The deep case for Antonio Weiss is that Under Secretary of the Treasury is not, for him, a big cushy plum present of a job--it pays less by a lot than Lazard, it does not materially boost his future earning power on the future speaker circuit (as it would for an academic), it is the equivalent of taking out the garbage.

Now people like to think that they are doing something useful, and taking out the garbage is a very useful thing to do, and it is very satisfying to look back and think that you have successfully taken out the garbage--especially if you are unsure or ambivalent about the social value of the rest of what you have done in your career. I know that the fact that I may have turned the scales (as everyone working on it turned the scales) in passing the 1993 Clinton Reconciliation bill, and probably was a (one of many) decisive factors in making sure that bill included a major expansion of the Earned Income Tax Credit and thus a significant constructive shift in America's income distribution is a great comfort and source of pride to me.
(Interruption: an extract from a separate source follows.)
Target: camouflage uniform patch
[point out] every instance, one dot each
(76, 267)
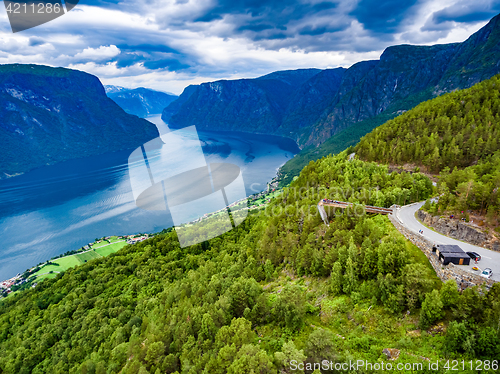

But if the Senate were doing Antonio Weiss a favor by confirming him, it is only that it is letting him have a try at being an effective public servant for part of his career. It is not giving him a big plum cushy job as a present.

And the government functions better when jobs are filled.

So: I ask Elizabeth Warren; I ask Simon Johnson; I ask Franken, Durbin, Shaheen, Sanders, and Manchin; I ask every Republican Senator save Hatch and Bennet: if not Antonio Weiss, who? Who is your Yellen to Weiss-as-Summers? Who is your Warren to Weiss-as-Barr? Who who would take the job would be better at the job than Antonio Weiss, and why?